Plaintiff's closing inventory which reflected the value of its merchandise on hand for sale, from which it expected to realize profit, and which it had the right to value at cost or market, whichever was lower, was an important factor in ascertaining its taxable income for the year. If permitted, however, to include therein a commodity whose *585 only relationship thereto was cost of production, an essential investment in a commodity utilized to make the merchandise to be sold, would result, it seems to us, in reposing in the taxpayer an option to either treat the same as a capital asset and receive the benefit of depreciation allowance, or inventory it on the basis of merchandise on hand, whichever seemed more advantageous.

The Commissioner when confronted with a proposition such as this case reflects, a situation incapable of definite determination from the conflicting evidence presented, has no recourse except to resort to the regulations and available precedents exemplifying the correct principle of accounting. This the Commissioner did, and we think he was right. Burroughs Adding Machine Co. v. Com'r, 9 B. T. A. 938; Spiegel, May, Stern Co. v. United States, 37 F.(2d) 988, 69 Ct. Cl. 110; Riverside Mfg. Co. v.
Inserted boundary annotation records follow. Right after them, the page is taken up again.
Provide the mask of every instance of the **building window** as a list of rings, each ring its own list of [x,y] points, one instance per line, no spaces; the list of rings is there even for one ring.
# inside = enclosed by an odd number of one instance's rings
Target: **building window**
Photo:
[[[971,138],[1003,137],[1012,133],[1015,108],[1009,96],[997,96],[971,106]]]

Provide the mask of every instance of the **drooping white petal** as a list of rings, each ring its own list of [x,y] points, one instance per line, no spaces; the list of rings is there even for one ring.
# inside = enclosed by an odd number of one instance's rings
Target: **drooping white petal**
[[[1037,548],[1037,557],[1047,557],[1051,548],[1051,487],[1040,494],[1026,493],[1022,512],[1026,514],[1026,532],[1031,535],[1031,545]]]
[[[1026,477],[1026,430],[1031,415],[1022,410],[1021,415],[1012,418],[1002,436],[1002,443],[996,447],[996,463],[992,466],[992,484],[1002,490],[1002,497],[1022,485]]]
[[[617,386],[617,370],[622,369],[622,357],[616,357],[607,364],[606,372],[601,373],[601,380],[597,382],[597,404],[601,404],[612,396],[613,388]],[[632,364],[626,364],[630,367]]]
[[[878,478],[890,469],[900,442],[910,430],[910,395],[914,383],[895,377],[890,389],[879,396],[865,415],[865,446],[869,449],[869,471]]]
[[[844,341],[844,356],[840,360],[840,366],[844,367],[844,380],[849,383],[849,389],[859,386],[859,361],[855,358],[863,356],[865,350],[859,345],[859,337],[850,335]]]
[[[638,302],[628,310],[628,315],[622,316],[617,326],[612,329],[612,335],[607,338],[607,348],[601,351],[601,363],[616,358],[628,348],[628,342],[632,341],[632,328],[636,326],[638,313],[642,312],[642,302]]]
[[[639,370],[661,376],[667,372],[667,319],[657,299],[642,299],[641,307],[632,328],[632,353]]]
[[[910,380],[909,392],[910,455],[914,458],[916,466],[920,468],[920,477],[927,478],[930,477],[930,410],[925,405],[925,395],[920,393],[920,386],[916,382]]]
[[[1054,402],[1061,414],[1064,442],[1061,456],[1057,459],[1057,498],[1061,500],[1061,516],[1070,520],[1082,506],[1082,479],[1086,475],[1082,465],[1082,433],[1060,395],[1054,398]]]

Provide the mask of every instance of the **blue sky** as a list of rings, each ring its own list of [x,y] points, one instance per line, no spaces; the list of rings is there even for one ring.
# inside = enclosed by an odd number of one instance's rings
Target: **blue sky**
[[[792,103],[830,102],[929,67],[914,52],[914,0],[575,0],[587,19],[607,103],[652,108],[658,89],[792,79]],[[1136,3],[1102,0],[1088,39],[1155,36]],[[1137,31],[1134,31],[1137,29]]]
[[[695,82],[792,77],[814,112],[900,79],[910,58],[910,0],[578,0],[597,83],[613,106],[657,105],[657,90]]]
United States, 67 Ct. Cl. 117; Id., 279 U. S. 863, 49 S. Ct. 479, 73 L. Ed. 1002.

In November, 1919, plaintiff offered for sale, as a lot, 50 tons of high-speed tool steel at $1 per pound, but failed to procure a purchaser. It supplemented the above offer by an offer to exchange tool steel for other merchandise, and in this respect failed to procure a trade. It contends herein that at least the quantity of tool steel offered for sale or exchange should be reduced from cost to market value as an inventory item. The fundamental proposition upon which the argument is predicated is that "plaintiff held these articles for sale — they were its merchandise." It is true that during this period the commodity was offered for sale or exchange. This fact we think does not change the character of the asset. The plaintiff did not manufacture tool steel. It was not an article of merchandise within the category of its established business, nor one which it maintained on hand to sell for profit in its annual business relationship with the public. It was a sporadic and unusual undertaking in an attempt to minimize as far as possible a loss already ascertained. The case of Heiner v. Tindle, 276 U.S. 582, 48 S. Ct. 326, 72 L. Ed. 714, is not, we think, apposite. The plaintiff did not convert its automobile business into the tool-steel business. The tool steel was not acquired for sale, and the reason for its disposition is apparent.

The petition will be dismissed. It is so ordered.